Early settler Jerimiah Rolfe named Mistake Creek back in 1854 after realising his station was not actually on the Belyando River bank rather a tributary or stream that flows to a larger river.
Historical landmarks like buildings will keep their existing names.
“The creek itself, and landmarks such as the Mistake Creek State School, will remain unchanged in the interest of preserving local history,” Lynham said.
Mistake Creek has been removed from Central Queensland maps but can still be viewed using Google Maps.
Isaac Regional Council previously lobbied the department to consider dividing Mistake Creek and Peak Vale to create a third locality called Quetta.
“Residents in the Mistake Creek and Peak Vale areas have expressed concern about the difficulties they experience with essential service delivery, such as mail and emergency assistance,” Mayor Anne Baker said in a public statement.

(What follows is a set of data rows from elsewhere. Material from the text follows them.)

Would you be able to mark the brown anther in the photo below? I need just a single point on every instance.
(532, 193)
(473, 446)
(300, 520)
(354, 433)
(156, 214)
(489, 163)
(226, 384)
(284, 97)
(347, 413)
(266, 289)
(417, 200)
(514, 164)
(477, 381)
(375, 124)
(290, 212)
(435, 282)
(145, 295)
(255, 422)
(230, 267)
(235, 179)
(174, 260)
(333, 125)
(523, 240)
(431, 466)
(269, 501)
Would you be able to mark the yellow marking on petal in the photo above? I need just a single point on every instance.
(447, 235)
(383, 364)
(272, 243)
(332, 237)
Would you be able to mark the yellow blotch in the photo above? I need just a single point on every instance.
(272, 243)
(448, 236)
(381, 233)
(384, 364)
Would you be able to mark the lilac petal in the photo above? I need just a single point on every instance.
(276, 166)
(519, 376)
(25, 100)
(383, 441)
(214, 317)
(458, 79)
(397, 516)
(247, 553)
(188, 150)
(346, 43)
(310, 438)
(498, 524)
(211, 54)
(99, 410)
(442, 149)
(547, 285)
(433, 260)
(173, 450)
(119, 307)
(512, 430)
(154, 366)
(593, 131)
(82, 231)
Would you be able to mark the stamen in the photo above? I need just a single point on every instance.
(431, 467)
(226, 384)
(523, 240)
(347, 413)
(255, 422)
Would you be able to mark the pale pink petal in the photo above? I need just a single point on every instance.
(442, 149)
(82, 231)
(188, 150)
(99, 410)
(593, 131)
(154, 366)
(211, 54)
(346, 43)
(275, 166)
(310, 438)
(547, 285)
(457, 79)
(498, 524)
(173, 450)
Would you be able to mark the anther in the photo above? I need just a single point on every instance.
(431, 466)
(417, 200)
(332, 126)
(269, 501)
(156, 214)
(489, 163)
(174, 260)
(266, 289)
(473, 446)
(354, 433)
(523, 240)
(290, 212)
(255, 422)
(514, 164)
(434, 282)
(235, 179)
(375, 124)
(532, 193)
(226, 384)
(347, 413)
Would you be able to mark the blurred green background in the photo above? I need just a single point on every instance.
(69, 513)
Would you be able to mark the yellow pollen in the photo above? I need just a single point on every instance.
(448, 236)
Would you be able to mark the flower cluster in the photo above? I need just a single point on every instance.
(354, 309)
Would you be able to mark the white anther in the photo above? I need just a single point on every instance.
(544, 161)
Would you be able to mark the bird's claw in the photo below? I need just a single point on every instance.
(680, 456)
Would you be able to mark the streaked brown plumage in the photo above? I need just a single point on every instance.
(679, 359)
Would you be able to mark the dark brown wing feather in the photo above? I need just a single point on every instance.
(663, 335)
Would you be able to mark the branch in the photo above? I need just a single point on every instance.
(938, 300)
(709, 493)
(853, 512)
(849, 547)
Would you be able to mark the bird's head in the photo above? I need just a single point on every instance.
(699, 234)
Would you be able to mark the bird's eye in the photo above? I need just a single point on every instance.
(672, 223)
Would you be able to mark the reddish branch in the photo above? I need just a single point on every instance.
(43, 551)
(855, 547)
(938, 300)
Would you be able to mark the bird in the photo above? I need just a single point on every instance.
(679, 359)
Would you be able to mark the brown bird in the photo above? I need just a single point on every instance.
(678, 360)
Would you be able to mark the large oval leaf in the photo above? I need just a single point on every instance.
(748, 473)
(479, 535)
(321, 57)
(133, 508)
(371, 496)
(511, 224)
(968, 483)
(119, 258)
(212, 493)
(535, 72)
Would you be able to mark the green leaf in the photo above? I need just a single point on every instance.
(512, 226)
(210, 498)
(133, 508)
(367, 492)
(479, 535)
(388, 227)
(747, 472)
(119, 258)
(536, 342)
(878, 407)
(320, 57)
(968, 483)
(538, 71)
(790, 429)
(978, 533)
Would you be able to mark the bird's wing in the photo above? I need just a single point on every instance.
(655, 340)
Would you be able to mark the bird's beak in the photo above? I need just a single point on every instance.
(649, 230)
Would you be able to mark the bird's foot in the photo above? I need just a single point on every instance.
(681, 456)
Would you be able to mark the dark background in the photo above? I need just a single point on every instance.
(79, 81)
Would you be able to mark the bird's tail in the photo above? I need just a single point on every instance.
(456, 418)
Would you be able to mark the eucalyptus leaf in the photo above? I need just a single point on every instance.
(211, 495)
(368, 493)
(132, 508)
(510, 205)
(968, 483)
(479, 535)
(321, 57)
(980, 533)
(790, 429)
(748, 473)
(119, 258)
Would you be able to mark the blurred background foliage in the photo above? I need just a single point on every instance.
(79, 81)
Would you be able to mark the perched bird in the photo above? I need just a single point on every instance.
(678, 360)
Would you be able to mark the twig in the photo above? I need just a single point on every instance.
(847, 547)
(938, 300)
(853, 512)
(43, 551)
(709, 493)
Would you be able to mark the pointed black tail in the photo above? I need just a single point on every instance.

Baker blamed locality names and property names for being too similar or identical to each other.
“We are aware of one instance where emergency services were inadvertently dispatched to the incorrect location as a result of this confusion,” she said.
Other communities face a similar fate including Muttaburra, Aramac, Barcaldine, Jericho and Alpha.
“Barcaldine Council has received several complaints from residents who claim several small, remote localities confuse and delay essential services jeopardising the health and safety of residents,” Lynham said.
Under the proposed changes the following localities will also be discontinued, including Bangall, Tablederry, Cornish Creek, Upper Cornish Creek, Galilee, Dunrobin, Upland, Sardine, Pelican Creek, Ibis, Ingberry, Garfield, Surbiton, Saltern Creek, Hobartville, Beaufort, Pine Hill, Port Wine, Tara Station, Patrick, Barcaldine Downs, Home Creek, Evora, Narbethong, Grant, Mexico, Drummondslope and Sedgeford.
Public submissions about these changes can be made until July 19.